(I began this post yesterday and I'm finishing it this morning. I have regained feeling in my hand, you'll be happy to know.)
Okay, so starting today (yesterday!), I'm going to post in one or both of my blogs every day until Christmas. True, it doesn't make any sense. I'm really busy and I just get crankier all the time and right now I can't even feel my right hand because I was applying Ben-Gay to the husb's poor aching back (Guitar Hero really does a number on those of us with largely sedentary lifestyles).
But I love this season so I'll give it a try.
And what's more, I'll use that song to add a challenging theme to my posts.
On the first day of Christmas, my true love gave to me... (one numb hand)
...a partridge in a pear tree.Okay, a little Googling has revealed that everyone wants to claim the song's meaning for their own purposes. The prevailing theory is that the partridge is Jesus and the pear tree is the cross. But there are bird watchers who claim the first line is actually "a partridge in a [bastardization of the French word for partridge]". So now we have songs about bird pregnancy to warm our hearts this holiday season.
Well, speaking of bird pregnancy, let's reflect on one of the most precious and heart-rending experiences of my 2007: the house finches on the balcony.
In March, we hung up some hanging plants and soon realized that a pair of house finches had chosen one as their home (we realized this when the husb tried to move the plant and a bird flew out at his face, ha ha ha). They laid some eggs. The eggs hatched to babies.

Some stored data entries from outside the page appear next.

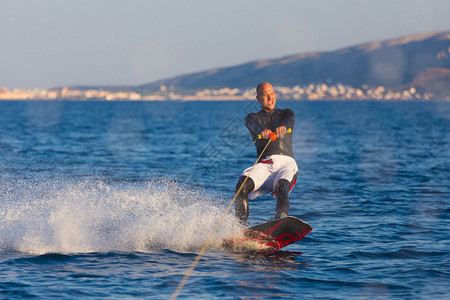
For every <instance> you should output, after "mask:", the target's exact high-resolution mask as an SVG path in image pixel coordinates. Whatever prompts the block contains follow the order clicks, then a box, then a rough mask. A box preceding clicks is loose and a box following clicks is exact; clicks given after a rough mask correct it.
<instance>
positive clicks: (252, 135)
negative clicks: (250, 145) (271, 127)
mask: <svg viewBox="0 0 450 300" xmlns="http://www.w3.org/2000/svg"><path fill="white" fill-rule="evenodd" d="M245 126H247V128H248V130H249V131H250V134H251V135H252V137H253V138H255V137H256V136H258V134H260V133H262V131H263V130H264V127H262V126H261V125H260V124H259V123H258V122H257V121H256V120H255V119H253V117H252V115H251V114H248V115H247V117H246V118H245ZM263 137H264V136H263Z"/></svg>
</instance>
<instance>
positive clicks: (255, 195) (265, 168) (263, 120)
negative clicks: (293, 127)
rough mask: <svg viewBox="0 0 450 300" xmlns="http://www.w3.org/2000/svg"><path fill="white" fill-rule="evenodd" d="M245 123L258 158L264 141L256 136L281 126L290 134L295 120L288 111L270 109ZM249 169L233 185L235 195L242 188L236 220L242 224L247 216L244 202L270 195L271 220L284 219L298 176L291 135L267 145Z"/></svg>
mask: <svg viewBox="0 0 450 300" xmlns="http://www.w3.org/2000/svg"><path fill="white" fill-rule="evenodd" d="M245 123H246V125H247V128H248V130H249V131H250V134H251V136H252V139H253V140H254V141H255V145H256V152H257V155H258V157H259V156H260V155H261V153H262V151H263V149H264V148H265V147H266V145H267V143H268V140H267V139H257V137H258V135H259V134H260V133H261V132H262V131H263V130H264V129H270V130H271V131H272V132H275V131H276V129H277V128H278V127H280V126H285V127H286V130H287V129H289V128H290V129H292V130H293V127H294V123H295V117H294V112H293V111H292V110H290V109H283V110H281V109H274V110H272V111H270V112H267V111H265V110H261V111H259V112H257V113H251V114H249V115H247V117H246V119H245ZM251 169H252V168H247V169H246V170H244V171H243V172H242V174H241V176H240V178H239V181H238V183H237V185H236V191H238V190H239V189H240V187H241V186H242V188H241V189H240V192H239V193H238V195H237V197H236V204H235V211H236V216H237V218H238V219H240V220H241V221H242V222H246V220H247V218H248V214H249V204H248V199H254V198H256V197H258V196H261V195H264V194H267V193H272V196H274V197H276V198H277V205H276V214H275V217H276V218H280V217H285V216H287V214H288V212H289V199H288V195H289V193H290V191H291V189H292V187H293V186H294V184H295V182H296V179H297V173H298V168H297V164H296V162H295V159H294V152H293V150H292V132H291V133H286V134H284V135H282V136H280V137H278V138H277V139H276V140H275V141H272V142H270V144H269V146H268V147H267V149H266V150H265V151H264V153H263V155H262V156H261V158H260V160H259V161H258V163H257V164H256V165H255V167H254V168H253V170H251ZM246 178H247V179H246ZM245 179H246V180H245ZM244 181H245V183H244ZM243 183H244V184H243ZM242 184H243V185H242Z"/></svg>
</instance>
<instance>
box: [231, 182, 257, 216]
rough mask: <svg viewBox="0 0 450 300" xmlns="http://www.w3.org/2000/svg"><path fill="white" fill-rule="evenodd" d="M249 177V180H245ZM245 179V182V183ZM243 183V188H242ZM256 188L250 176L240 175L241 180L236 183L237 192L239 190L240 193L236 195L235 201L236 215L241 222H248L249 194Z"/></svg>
mask: <svg viewBox="0 0 450 300" xmlns="http://www.w3.org/2000/svg"><path fill="white" fill-rule="evenodd" d="M246 178H247V180H245V179H246ZM244 181H245V183H244ZM241 185H243V186H242V188H241ZM254 188H255V183H254V182H253V180H252V179H251V178H250V177H246V176H241V177H239V181H238V183H237V184H236V193H237V192H238V191H239V189H240V191H239V194H237V196H236V202H235V203H234V210H235V214H236V217H237V218H238V219H239V221H241V223H243V224H246V222H247V219H248V214H249V208H248V194H250V192H252V191H253V189H254Z"/></svg>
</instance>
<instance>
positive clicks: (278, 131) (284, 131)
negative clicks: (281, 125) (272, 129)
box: [276, 126, 286, 137]
mask: <svg viewBox="0 0 450 300" xmlns="http://www.w3.org/2000/svg"><path fill="white" fill-rule="evenodd" d="M285 133H286V126H280V127H278V128H277V130H276V134H277V136H278V137H280V136H282V135H284V134H285Z"/></svg>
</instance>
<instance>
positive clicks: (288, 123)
mask: <svg viewBox="0 0 450 300" xmlns="http://www.w3.org/2000/svg"><path fill="white" fill-rule="evenodd" d="M294 124H295V114H294V112H293V111H292V110H291V109H289V108H286V109H284V110H283V119H282V120H281V123H280V127H281V126H285V127H286V130H287V129H288V128H291V129H293V128H294Z"/></svg>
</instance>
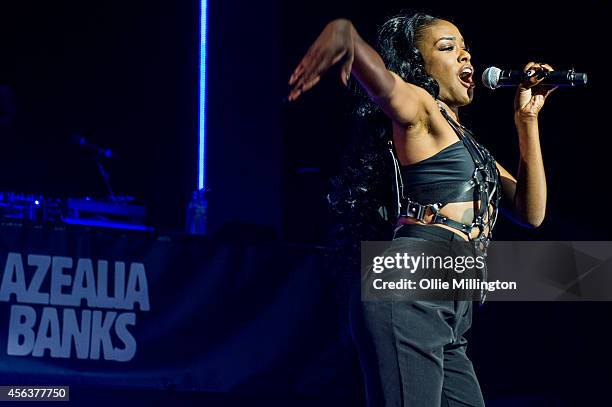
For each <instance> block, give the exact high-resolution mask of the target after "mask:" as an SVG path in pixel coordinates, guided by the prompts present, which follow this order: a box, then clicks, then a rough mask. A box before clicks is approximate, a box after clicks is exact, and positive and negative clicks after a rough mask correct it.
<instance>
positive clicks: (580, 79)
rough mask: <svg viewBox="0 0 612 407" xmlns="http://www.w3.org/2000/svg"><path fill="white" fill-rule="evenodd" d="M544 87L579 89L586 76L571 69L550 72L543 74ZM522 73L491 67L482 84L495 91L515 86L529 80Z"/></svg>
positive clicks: (522, 73) (585, 74) (524, 75)
mask: <svg viewBox="0 0 612 407" xmlns="http://www.w3.org/2000/svg"><path fill="white" fill-rule="evenodd" d="M543 75H544V78H545V79H544V80H543V81H542V82H541V83H543V84H545V85H553V86H568V87H579V86H585V85H586V83H587V74H586V73H578V72H575V71H574V70H573V69H571V70H569V71H552V72H545V73H543ZM529 77H530V76H529V75H527V74H526V73H525V72H523V71H512V70H510V69H499V68H497V67H495V66H491V67H489V68H487V69H485V71H484V72H483V73H482V84H483V85H485V86H486V87H487V88H489V89H497V88H499V87H502V86H517V85H519V84H521V83H523V82H524V81H526V80H527V79H529Z"/></svg>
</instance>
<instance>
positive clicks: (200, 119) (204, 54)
mask: <svg viewBox="0 0 612 407" xmlns="http://www.w3.org/2000/svg"><path fill="white" fill-rule="evenodd" d="M207 14H208V1H207V0H202V1H201V3H200V103H199V111H198V112H199V115H200V117H199V137H198V190H201V189H203V188H204V186H205V185H206V95H207V92H206V62H207V61H206V53H207V39H206V34H207V29H208V25H207Z"/></svg>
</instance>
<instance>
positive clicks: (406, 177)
mask: <svg viewBox="0 0 612 407" xmlns="http://www.w3.org/2000/svg"><path fill="white" fill-rule="evenodd" d="M475 169H476V167H475V165H474V161H473V160H472V156H471V155H470V152H469V151H468V150H467V148H466V147H465V145H464V143H463V141H462V140H458V141H457V142H456V143H453V144H451V145H450V146H448V147H446V148H444V149H442V150H440V151H439V152H438V153H436V154H434V155H433V156H431V157H428V158H426V159H424V160H421V161H419V162H417V163H414V164H409V165H403V166H402V167H401V169H400V170H401V173H402V180H403V181H404V194H405V195H407V196H409V197H411V198H412V199H414V200H416V201H419V202H439V201H441V200H444V199H445V197H447V196H448V195H449V193H450V192H451V191H452V190H455V189H457V188H461V185H463V184H464V183H465V181H466V180H469V179H470V178H471V177H472V175H473V174H474V170H475ZM473 198H474V194H473V193H472V191H469V190H468V191H464V190H462V192H461V193H460V194H452V196H451V197H450V198H449V199H448V200H447V201H448V202H466V201H471V200H472V199H473Z"/></svg>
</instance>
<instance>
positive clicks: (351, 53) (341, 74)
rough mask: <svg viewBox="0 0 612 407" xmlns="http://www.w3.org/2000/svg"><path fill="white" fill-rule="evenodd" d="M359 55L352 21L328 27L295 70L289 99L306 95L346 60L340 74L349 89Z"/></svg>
mask: <svg viewBox="0 0 612 407" xmlns="http://www.w3.org/2000/svg"><path fill="white" fill-rule="evenodd" d="M354 54H355V31H354V28H353V24H352V23H351V22H350V21H349V20H345V19H338V20H334V21H332V22H330V23H329V24H327V26H325V28H324V29H323V31H322V32H321V34H320V35H319V37H318V38H317V39H316V41H315V42H314V43H313V44H312V45H311V46H310V48H309V49H308V52H307V53H306V55H305V56H304V57H303V58H302V61H301V62H300V63H299V64H298V66H297V68H295V70H294V71H293V74H292V75H291V79H289V85H290V86H292V89H291V91H290V92H289V100H290V101H292V100H295V99H297V98H298V97H299V96H300V95H301V94H302V93H304V92H306V91H307V90H309V89H310V88H312V87H313V86H314V85H316V84H317V82H319V80H320V79H321V75H323V74H324V73H325V72H326V71H327V70H328V69H329V68H330V67H331V66H332V65H334V64H336V63H337V62H338V61H340V60H344V61H345V62H344V64H343V66H342V69H341V72H340V75H341V80H342V83H344V85H345V86H346V85H347V84H348V80H349V78H350V75H351V68H352V64H353V58H354Z"/></svg>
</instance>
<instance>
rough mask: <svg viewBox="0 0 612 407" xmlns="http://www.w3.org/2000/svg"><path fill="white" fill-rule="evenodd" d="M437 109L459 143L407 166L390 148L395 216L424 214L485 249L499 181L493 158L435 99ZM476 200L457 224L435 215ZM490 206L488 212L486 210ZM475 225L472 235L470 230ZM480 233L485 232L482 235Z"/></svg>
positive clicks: (496, 216)
mask: <svg viewBox="0 0 612 407" xmlns="http://www.w3.org/2000/svg"><path fill="white" fill-rule="evenodd" d="M438 106H439V108H440V113H442V115H443V116H444V118H445V119H446V120H447V121H448V123H449V125H450V126H451V127H452V129H453V130H454V131H455V133H456V134H457V136H458V137H459V141H458V142H457V143H454V144H452V145H450V146H448V147H447V148H445V149H443V150H441V151H440V152H438V153H437V154H435V155H434V156H432V157H429V158H426V159H425V160H422V161H419V162H417V163H415V164H412V165H407V166H401V165H400V164H399V160H398V159H397V156H396V155H395V151H394V149H393V146H391V147H390V152H391V155H392V156H393V162H394V166H395V190H396V196H397V208H398V216H403V217H411V218H415V219H417V220H418V221H420V222H423V223H427V222H425V218H426V215H427V213H428V212H430V213H432V214H433V218H432V219H431V220H430V221H429V223H431V224H435V223H437V224H443V225H446V226H449V227H451V228H452V229H455V230H457V231H460V232H462V233H464V234H465V235H466V237H467V239H468V240H469V241H472V242H474V243H477V242H478V243H479V244H477V246H481V249H484V250H486V246H487V245H488V242H489V240H490V239H491V237H492V231H493V227H494V226H495V222H496V220H497V213H498V209H499V201H500V199H501V184H500V181H499V179H500V177H499V170H498V169H497V167H496V165H495V159H494V158H493V156H492V155H491V154H490V153H489V151H488V150H487V149H486V148H484V147H483V146H481V145H480V144H479V143H478V142H476V140H475V139H474V137H473V135H472V132H470V131H469V130H468V129H467V128H465V127H464V126H461V125H460V124H459V123H457V122H456V121H455V120H453V118H452V117H451V116H450V115H449V114H448V113H447V112H446V110H445V109H444V107H442V105H441V104H440V103H438ZM466 201H473V202H476V201H480V202H481V205H480V206H479V209H478V210H477V211H475V213H474V218H473V219H472V221H471V222H469V223H461V222H458V221H456V220H453V219H449V218H447V217H446V216H444V215H442V214H440V209H442V208H443V207H444V206H445V205H446V204H448V203H450V202H466ZM490 208H492V209H493V210H492V211H490ZM474 228H476V229H477V230H478V231H479V232H478V235H477V236H476V237H472V236H471V234H472V232H473V231H474ZM485 231H486V233H485Z"/></svg>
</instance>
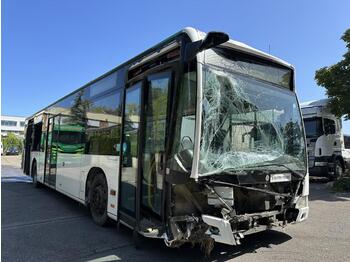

All the while, things were getting kind of dire because we couldn't water the plant and it was starting to get leafbare (new word alert!). That was also during the time of massive windstorms sweeping through Southern California, and as we are on a hillside, we watched the hanging plant swing and twirl in the wind with a great deal of fear in our hearts.
Finally, we completely rearranged the balcony furniture so we could hang the plant from the tile-top table, from which we removed several tiles to make this work. Then we sat and watched for the agonizing few minutes when the parents sat on the railing, looking up at the spot where the plant had hung. They searched the entire ceiling of the balcony. It was the cutest and most suspenseful thing I've ever seen. Finally, the mother was like, "Oh, DUH!" and flew right down to the plant in its new lower spot.

In the new location, I was able to wait until Mum and Dad were away and snap some very good photos (one of which was on another Animal Planet show my company produced, although they had to say it was taken by "Winston Schmidt", since they'd already used another photo I took, although apparently Jeff Corwin made fun of the first photo when he had to introduce it... it was a picture of a lizard).

But I digress. (That should actually be the name of this blog.)
Anyway, the ending is sad. Too sad for Christmas. Let's just say that thanks to a nasty scrub jay who'd been terrorizing the backyard (including the hawks who'd nested in the Eucalyptus across the street), I came home one day to find no partridges in my pear tree.
I learned a lesson about hanging plants: don't have them.
In fact, that's our moral today: hanging plants will always break your heart.

Happy holidays!
PS - Delaying this post a day brings us down to 11 days of Christmas, so maybe I'll run over into Boxing Day.